If you receive an HTTP 500 error with a message detailing that the asserted reference allele is not equal to the reference sequence:

What it means: The coordinate position is likely valid, but the reference allele (ref) you provided does not match the base at that position in the requested assembly.
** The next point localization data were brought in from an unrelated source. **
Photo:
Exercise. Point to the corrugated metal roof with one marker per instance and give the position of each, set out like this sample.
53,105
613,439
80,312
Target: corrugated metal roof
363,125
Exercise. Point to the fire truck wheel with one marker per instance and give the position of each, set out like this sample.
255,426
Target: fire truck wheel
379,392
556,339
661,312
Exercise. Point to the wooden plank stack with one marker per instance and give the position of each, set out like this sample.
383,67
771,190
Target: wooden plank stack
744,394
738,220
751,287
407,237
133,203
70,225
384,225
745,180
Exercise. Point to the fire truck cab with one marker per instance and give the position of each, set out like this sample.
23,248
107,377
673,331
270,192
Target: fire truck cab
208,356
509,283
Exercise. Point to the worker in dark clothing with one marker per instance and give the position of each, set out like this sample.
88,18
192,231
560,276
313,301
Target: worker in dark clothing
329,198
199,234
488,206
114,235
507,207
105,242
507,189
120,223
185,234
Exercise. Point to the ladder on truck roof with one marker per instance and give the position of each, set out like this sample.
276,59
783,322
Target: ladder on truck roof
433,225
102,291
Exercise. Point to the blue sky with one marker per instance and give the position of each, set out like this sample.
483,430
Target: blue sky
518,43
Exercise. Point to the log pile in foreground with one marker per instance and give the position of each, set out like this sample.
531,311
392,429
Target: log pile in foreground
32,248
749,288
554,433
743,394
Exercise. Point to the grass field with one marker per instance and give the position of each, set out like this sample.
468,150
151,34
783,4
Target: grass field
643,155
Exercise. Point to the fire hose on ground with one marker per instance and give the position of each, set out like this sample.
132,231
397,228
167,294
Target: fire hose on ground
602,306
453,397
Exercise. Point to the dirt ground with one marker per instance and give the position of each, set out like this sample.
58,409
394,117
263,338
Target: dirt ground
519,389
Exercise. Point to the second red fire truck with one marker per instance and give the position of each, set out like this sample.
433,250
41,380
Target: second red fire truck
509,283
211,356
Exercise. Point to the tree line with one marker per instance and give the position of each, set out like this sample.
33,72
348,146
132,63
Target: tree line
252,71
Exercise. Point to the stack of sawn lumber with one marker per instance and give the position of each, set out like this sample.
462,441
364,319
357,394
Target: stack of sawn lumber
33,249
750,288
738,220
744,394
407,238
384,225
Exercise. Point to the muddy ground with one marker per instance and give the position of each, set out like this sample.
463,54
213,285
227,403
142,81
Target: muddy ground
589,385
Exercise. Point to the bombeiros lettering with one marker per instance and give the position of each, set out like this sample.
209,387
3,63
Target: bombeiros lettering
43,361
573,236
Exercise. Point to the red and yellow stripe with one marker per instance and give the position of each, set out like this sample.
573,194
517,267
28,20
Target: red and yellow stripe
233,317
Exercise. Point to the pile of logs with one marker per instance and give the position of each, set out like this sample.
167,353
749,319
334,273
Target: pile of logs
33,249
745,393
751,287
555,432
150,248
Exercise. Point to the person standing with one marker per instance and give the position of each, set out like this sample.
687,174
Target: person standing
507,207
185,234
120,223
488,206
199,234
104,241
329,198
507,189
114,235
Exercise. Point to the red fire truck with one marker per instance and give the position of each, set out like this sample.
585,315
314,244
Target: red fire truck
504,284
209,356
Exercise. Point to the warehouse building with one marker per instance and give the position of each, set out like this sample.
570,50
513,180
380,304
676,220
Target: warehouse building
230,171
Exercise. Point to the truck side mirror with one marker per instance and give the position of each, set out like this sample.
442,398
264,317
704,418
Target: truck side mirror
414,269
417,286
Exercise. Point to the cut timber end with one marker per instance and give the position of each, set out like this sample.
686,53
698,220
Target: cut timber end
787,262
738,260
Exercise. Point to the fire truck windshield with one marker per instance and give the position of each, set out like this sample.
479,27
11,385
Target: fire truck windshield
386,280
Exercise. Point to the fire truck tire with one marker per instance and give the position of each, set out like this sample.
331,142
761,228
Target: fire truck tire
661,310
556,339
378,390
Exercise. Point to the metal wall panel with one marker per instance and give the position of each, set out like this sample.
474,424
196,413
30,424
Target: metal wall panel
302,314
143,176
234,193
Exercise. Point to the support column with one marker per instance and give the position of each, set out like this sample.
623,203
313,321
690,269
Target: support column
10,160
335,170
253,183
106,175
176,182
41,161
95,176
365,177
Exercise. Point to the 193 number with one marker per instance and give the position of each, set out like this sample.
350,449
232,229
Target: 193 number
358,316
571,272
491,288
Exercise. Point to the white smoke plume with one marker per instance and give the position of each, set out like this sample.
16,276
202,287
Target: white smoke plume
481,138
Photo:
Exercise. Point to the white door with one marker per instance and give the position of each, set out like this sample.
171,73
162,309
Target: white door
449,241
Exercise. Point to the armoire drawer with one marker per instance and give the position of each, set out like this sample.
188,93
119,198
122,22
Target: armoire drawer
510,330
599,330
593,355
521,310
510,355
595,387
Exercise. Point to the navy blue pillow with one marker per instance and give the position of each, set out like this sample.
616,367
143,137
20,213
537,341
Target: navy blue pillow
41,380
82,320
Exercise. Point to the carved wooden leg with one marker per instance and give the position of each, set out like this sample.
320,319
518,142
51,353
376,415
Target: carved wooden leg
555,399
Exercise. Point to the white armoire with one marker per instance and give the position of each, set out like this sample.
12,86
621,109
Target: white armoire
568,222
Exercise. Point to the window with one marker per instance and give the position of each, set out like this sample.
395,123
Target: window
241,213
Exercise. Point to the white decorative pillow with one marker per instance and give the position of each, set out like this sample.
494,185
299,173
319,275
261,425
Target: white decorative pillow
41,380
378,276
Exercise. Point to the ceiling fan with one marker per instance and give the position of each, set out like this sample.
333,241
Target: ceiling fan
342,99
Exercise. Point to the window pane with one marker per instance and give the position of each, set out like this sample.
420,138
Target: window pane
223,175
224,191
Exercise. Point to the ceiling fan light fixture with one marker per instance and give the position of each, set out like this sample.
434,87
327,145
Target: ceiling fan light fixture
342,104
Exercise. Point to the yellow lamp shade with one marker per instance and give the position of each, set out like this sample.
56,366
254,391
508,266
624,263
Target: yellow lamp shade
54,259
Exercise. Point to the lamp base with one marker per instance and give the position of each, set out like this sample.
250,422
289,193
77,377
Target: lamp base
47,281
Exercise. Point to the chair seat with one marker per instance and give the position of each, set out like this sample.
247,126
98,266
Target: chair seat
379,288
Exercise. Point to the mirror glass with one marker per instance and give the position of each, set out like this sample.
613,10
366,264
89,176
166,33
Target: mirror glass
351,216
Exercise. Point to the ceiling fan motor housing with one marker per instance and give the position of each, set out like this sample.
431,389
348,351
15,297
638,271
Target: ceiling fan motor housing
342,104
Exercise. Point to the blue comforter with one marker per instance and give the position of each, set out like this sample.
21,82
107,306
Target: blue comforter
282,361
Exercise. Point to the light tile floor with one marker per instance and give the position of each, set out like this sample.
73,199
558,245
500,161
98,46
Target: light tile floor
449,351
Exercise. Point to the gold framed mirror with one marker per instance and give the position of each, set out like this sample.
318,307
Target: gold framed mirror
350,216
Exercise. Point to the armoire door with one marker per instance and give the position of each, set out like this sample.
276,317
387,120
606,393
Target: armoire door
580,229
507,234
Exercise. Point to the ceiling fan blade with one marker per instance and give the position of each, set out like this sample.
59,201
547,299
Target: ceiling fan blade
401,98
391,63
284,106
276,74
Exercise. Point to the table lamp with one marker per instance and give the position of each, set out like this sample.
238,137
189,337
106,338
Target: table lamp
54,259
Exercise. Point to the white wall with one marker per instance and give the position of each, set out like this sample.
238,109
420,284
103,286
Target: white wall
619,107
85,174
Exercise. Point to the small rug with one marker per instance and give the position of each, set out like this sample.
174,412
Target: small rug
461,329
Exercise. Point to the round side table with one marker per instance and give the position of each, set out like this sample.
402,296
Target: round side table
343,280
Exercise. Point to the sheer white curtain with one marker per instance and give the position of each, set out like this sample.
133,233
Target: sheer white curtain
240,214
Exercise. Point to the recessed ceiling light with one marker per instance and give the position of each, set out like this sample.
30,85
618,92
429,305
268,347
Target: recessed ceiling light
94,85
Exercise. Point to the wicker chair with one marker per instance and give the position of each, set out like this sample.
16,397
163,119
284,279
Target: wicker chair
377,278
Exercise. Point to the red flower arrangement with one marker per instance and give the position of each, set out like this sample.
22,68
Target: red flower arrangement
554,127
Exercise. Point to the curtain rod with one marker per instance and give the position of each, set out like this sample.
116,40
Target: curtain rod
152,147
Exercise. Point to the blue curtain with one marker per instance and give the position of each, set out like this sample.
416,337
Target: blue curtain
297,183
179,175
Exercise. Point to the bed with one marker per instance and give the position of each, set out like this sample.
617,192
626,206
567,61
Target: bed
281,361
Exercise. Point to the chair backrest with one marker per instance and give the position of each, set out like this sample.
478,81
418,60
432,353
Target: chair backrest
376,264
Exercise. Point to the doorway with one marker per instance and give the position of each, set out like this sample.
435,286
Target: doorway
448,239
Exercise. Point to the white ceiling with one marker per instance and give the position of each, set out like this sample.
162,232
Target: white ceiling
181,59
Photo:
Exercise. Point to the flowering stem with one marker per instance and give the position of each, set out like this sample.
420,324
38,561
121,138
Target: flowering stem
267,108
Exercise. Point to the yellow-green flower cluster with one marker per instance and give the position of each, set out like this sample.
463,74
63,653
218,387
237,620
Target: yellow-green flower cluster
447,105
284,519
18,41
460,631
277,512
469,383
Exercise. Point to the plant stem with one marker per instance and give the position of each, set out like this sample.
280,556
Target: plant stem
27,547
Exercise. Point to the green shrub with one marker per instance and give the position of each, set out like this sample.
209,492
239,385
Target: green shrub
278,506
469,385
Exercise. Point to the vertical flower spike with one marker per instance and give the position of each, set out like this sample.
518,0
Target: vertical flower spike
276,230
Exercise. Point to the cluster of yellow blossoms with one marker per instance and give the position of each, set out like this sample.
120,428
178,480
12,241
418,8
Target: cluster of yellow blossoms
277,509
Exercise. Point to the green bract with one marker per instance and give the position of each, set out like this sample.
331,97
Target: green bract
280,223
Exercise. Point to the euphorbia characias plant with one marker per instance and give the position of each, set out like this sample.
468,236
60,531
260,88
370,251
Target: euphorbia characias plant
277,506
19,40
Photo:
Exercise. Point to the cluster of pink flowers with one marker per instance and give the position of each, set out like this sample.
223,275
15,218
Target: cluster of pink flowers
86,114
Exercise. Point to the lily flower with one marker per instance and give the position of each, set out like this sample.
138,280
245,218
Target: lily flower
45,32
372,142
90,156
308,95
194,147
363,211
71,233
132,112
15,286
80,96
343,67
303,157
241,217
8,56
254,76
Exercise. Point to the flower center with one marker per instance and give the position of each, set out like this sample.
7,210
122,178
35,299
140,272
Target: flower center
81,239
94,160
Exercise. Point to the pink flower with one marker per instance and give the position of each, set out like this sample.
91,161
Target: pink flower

Action: 1. DO NOT RETRY the exact same query mechanically. 2. Check the assembly: Coordinates are assembly-specific. 3. Switch assembly: If you were querying GRCh37, try GRCh38 (using --assembly GCF_000001405.40), or if querying GRCh38, try GRCh37 (using --assembly GCF_000001405.25).

Common Mistakes

• Mistake: Forgetting to quote HGVS strings Fix: Wrap in single quotes: 'NC_000008.11:g.19962213del'

• Mistake: Passing a chromosome name to resolve-variant instead of a sequence accession Fix: Use the numeric chromosome ID (e.g. 8) or a RefSeq accession like NC_000008.11

• Mistake: Using --full on get-variant without needing it Fix: The abbreviated output covers most use cases; --full returns 50–500 KB+ of JSON

• Mistake: Expecting search-region to return all results by default Fix: The default --retmax is 500; check total_available in the output to see if results were truncated

• Mistake: Using GRCh37 coordinates with search-region Fix: search-region always uses GRCh38 positions; lift over coordinates first if starting from GRCh37

• Mistake: Manually retrying resolve-variant or resolve-hgvs with a different --assembly when the first call fails Fix: The script automatically tries GRCh38 then GRCh37; a single call is sufficient

• Mistake: Passing X or Y as the chromosome value Fix: Use the numeric equivalents: 23 for chromosome X and 24 for chromosome Y. The CLI treats chromosomes numerically by default.